Aber die Metaphorik wird noch tiefsinniger und dichter. Christinnen und Christen gehen davon aus, dass diese universale Präsenz zu einem bestimmten historischen Zeitpunkt »von einer Frau unter dem Gesetz« geboren wurde (Galater 4,4). Dies ist der gewaltige christliche Sprung des Glaubens, den nicht alle nachvollziehen können oder wollen. Wir behaupten mit einer gewissen Dreistigkeit, dass ein konkretes Individuum so von der Gegenwart Gottes erfüllt wurde, dass man an und in ihm ablesen kann, wie Menschheit und Gottheit vereint zusammenwirken können – und deshalb auch in uns! Anstatt allerdings zu sagen, dass Gott durch Jesus in die Welt kam, wäre es vielleicht richtiger zu sagen, dass Jesus aus einer von Christus erfüllten Welt kam. Die zweite Inkarnation war Ausfluss der ersten und entsprang Gottes Liebesvereinigung mit der physischen Schöpfung. Für wen sich das noch immer schräg anhört, möge mir noch ein Weilchen Vertrauen vorschießen. Ich verspreche, dass meine Ausführungen den Glauben an Jesus und den an Christus vertiefen und erweitern wird. Es handelt sich um eine gewichtige neue Umschreibung dafür, wer oder was Gott sein könnte und was ein so verstandener Gott tut. Möglicherweise brauchen wir einen solchen Gott, um angemessener auf jene Fragen eingehen zu können, die Ausgangspunkt dieses Kapitels gewesen sind.

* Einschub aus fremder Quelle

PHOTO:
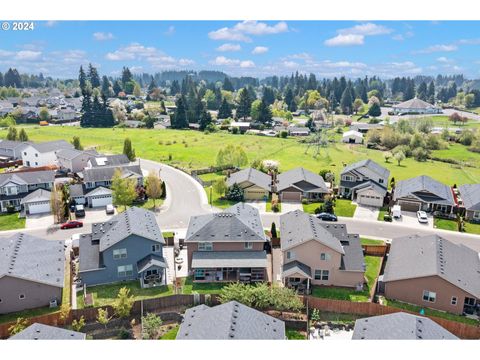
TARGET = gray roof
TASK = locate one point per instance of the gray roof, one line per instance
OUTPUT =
(214, 259)
(417, 187)
(230, 321)
(240, 222)
(371, 165)
(30, 258)
(38, 331)
(416, 257)
(302, 179)
(399, 326)
(28, 177)
(251, 175)
(470, 194)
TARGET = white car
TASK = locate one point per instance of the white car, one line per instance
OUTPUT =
(422, 217)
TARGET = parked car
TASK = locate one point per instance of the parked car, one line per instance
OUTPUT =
(422, 217)
(327, 217)
(71, 224)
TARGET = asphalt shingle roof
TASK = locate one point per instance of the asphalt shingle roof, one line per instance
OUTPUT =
(230, 321)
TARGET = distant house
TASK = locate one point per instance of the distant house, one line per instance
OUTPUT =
(129, 246)
(319, 253)
(424, 193)
(255, 184)
(227, 246)
(26, 191)
(416, 106)
(31, 272)
(298, 184)
(433, 272)
(229, 321)
(399, 326)
(43, 154)
(365, 182)
(38, 331)
(352, 137)
(470, 195)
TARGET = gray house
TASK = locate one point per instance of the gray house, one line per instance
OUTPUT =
(31, 273)
(229, 321)
(424, 193)
(399, 326)
(364, 182)
(127, 247)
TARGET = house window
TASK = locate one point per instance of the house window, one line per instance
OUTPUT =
(205, 246)
(125, 270)
(429, 296)
(119, 254)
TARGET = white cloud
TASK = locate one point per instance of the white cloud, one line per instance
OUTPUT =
(101, 36)
(229, 47)
(259, 50)
(242, 30)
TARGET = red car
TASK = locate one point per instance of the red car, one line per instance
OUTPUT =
(71, 224)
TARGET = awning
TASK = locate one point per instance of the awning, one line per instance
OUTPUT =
(236, 259)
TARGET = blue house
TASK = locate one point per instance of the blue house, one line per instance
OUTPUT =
(127, 247)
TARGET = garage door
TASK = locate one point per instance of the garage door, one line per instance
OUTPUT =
(39, 208)
(291, 196)
(101, 201)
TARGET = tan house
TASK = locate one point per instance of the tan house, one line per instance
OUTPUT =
(227, 246)
(255, 184)
(433, 272)
(319, 253)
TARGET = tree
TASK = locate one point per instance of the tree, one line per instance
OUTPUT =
(153, 187)
(151, 325)
(124, 303)
(128, 149)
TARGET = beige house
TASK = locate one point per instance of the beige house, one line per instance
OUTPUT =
(319, 253)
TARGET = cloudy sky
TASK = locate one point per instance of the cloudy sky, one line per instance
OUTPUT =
(256, 48)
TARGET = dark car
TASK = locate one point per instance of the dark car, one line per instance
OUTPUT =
(71, 224)
(327, 217)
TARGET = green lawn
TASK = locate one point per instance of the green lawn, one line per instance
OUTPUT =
(106, 294)
(11, 222)
(202, 150)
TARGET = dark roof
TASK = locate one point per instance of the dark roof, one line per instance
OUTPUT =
(399, 326)
(38, 331)
(230, 321)
(34, 259)
(416, 257)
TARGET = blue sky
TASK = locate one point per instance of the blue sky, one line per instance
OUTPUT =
(256, 48)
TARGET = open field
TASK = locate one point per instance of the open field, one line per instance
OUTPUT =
(193, 149)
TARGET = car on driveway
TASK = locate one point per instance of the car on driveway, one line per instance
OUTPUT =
(327, 217)
(71, 224)
(422, 217)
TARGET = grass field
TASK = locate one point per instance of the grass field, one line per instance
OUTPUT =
(193, 149)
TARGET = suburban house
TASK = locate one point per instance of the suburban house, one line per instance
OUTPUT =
(43, 154)
(227, 246)
(415, 106)
(424, 193)
(38, 331)
(255, 184)
(319, 253)
(470, 196)
(229, 321)
(129, 246)
(399, 326)
(12, 150)
(352, 137)
(28, 192)
(298, 184)
(365, 182)
(433, 272)
(31, 273)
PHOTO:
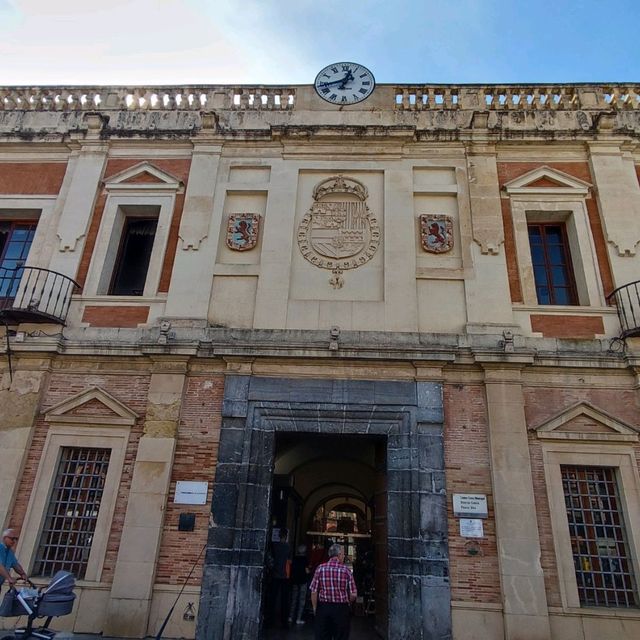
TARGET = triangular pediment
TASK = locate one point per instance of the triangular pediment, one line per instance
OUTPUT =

Der springende Punkt ist für mich folgender: Wenn ich weiß, dass die mich umgebende Welt zugleich Versteck und Offenbarung Gottes ist, kann ich nicht mehr behaupten, dass es einen wichtigen Unterschied zwischen dem Natürlichen und dem Übernatürlichen, dem Heiligen und dem Profanen gibt. (Eine göttliche »Stimme« macht in Apostelgeschichte 10 einem ziemlich widerborstigen Petrus ebendies klar.) Alles, was ich sehe und erkenne, ist in der Tat ein »Uni-Versum« (wörtlich: »das in Eins Gekehrte«), das sich um ein kohärentes Zentrum bewegt. Die göttliche Gegenwart sehnt sich nach Verbindung und Gemeinschaft, nicht nach Trennung und Teilung – es sei denn, um einer noch tieferen künftigen Ebene von Einheit willen.
Was für einen Unterschied macht das aus für die Art und Weise, wie ich durch die Welt gehe und wie ich alle meine Mitmenschen sehe, denen ich im Lauf des Tages begegne! Es ist jetzt so, als könne alles, was bisher enttäuschend und »verfallen« gewirkt hat, einschließlich all der riesigen Rückschläge im Blick auf einen positiven Verlauf der Geschichte, als Teil einer Gesamtbewegung gesehen werden, die nach wie vor begeistern kann und durch Gottes Liebe eine dienende Funktion hat. Das alles muss irgendwie brauchbar und voll von ungenutztem Potenzial sein, einschließlich jener Dinge, die sich wie Betrug oder gar wie Kreuzigung anfühlen. Weshalb und wie könnten wir die Welt sonst lieben? Nichts und niemand muss außen vor bleiben.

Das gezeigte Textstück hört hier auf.